Gustave Jacquet’s Le Minuet is one of those pictures which fascinate and draw us back again and again. A rarely-beautiful girl is dancing the minuet, surrounded by a group of her friends, beautiful blonde girls and a fair-haired young man. The costumes are perfectly exquisite, yet there is not too much chiffonnerie in the picture. There is a remarkable effect of depth in the painting of the figure of the dancing girl, especially at the feet and at the bottom of her skirt. Perhaps the only criticism that could fairly be passed upon M. Jacquet’s picture is that there is too much of mere “prettiness” about his principal figures.
A curious feature in this year’s exhibition is that there are three pictures of the assassination of Marat by Charlotte Corday, two of which are hung in the same room. There are also three paintings representing a scene from Victor Hugo’s Histoire d’un Crime, “L’enfant avait recu deux balles dans la tete.” The child is represented in Henry Gervex’s picture as being lifted up by his friends, who are examining the poor little wounded, bleeding head. It is powerful in composition and a very thrilling, realistic picture. The other two representations of this subject are by Paul Langlois and Paul Robert.
Gustave Courtois’s Dante and Virgil in Hell: The Circle of the Traitors to their Country, is a picture very much studied by all the artists who visit the Salon because of its strange landscape, its wonderful effect of the glacial formations and its marvellous effects of color. Benjamin Constant’s Les Derniers Rebelles is one of the best efforts of this artist, so fruitful in scenes drawn from Morocco and Egyptian life. He has depicted the sultan going forth in great splendor from the gates of the city of Morocco, surrounded by his army and courtiers, and before him are brought, either dead or alive, all the principal chiefs of the revolted tribes. There is much that is noble in the composition, and the coloring is perfect.
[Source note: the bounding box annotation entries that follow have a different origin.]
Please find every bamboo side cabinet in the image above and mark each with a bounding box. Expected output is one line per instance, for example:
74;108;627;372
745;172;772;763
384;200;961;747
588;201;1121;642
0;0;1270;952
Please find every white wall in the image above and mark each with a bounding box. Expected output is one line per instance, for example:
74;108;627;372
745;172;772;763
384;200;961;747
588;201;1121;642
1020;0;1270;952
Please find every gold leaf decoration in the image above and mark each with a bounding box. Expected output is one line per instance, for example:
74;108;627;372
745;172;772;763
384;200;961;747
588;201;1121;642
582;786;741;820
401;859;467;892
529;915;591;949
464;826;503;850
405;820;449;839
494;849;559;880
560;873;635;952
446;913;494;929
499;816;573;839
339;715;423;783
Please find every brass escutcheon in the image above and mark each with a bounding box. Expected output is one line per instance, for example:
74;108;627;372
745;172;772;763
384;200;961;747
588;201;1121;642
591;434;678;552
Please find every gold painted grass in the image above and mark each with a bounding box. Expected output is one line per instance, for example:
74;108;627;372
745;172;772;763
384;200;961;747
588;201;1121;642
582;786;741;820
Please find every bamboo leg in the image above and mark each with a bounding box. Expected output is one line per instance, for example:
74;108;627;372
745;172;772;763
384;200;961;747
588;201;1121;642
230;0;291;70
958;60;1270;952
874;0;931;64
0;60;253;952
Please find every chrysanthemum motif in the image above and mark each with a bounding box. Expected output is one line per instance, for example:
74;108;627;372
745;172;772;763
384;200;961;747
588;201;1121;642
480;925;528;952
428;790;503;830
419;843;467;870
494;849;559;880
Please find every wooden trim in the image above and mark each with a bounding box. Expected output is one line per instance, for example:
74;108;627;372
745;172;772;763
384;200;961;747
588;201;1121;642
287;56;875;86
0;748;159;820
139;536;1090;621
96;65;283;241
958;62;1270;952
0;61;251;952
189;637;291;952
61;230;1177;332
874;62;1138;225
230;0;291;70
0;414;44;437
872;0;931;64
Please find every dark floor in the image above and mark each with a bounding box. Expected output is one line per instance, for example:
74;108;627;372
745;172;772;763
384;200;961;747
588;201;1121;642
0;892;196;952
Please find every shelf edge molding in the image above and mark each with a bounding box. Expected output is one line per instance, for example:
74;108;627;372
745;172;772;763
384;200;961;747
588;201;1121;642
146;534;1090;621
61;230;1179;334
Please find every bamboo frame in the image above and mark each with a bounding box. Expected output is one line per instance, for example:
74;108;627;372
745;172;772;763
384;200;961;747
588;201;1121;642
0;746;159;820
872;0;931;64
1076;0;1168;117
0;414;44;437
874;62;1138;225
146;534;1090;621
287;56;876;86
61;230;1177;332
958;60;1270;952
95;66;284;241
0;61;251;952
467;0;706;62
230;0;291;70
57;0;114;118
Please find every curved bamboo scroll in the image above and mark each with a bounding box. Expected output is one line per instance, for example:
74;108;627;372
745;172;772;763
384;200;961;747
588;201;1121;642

The arrangement of the pictures this year is not altogether satisfactory to the artists. A radical change has been made—grouping all the hors-concours men by themselves, and all the foreigners by themselves, and crowding about one thousand pictures out of doors into the corridors which run around the garden of the Palais de l’Industrie. A friend of mine saw a French artist mount a stepladder and deliberately cut out of the frame his picture and carry it away with him, because it was so badly hung.
The Illustrated Catalogue of the Salon is a somewhat remarkable work. It is specially noticeable for the very curious English translations of the titles of some of the paintings. For instance, the title of Gabriel Boutel’s picture, Bonne a tout faire—a soldier seated with a baby in his arms—is rendered, Maid for anything(!). Priere a Saint Janvier is rendered Prayer AT Saint Januarious. Le Cabaret du Pot d’Etain is translated The Tavern of the Brass POT (instead of Pewter Mug). Ed. Morin’s Promenade en Marne is A F_rip on the Marne!_ Our friend from Boston, Edwin Lord Weeks, is mentioned as “LORD” Edwin Weeks! But the best of all is La Cruche cassee, translated The Broken PIG! The title of another picture is (in the catalogue) Good-bye, SweeL hart!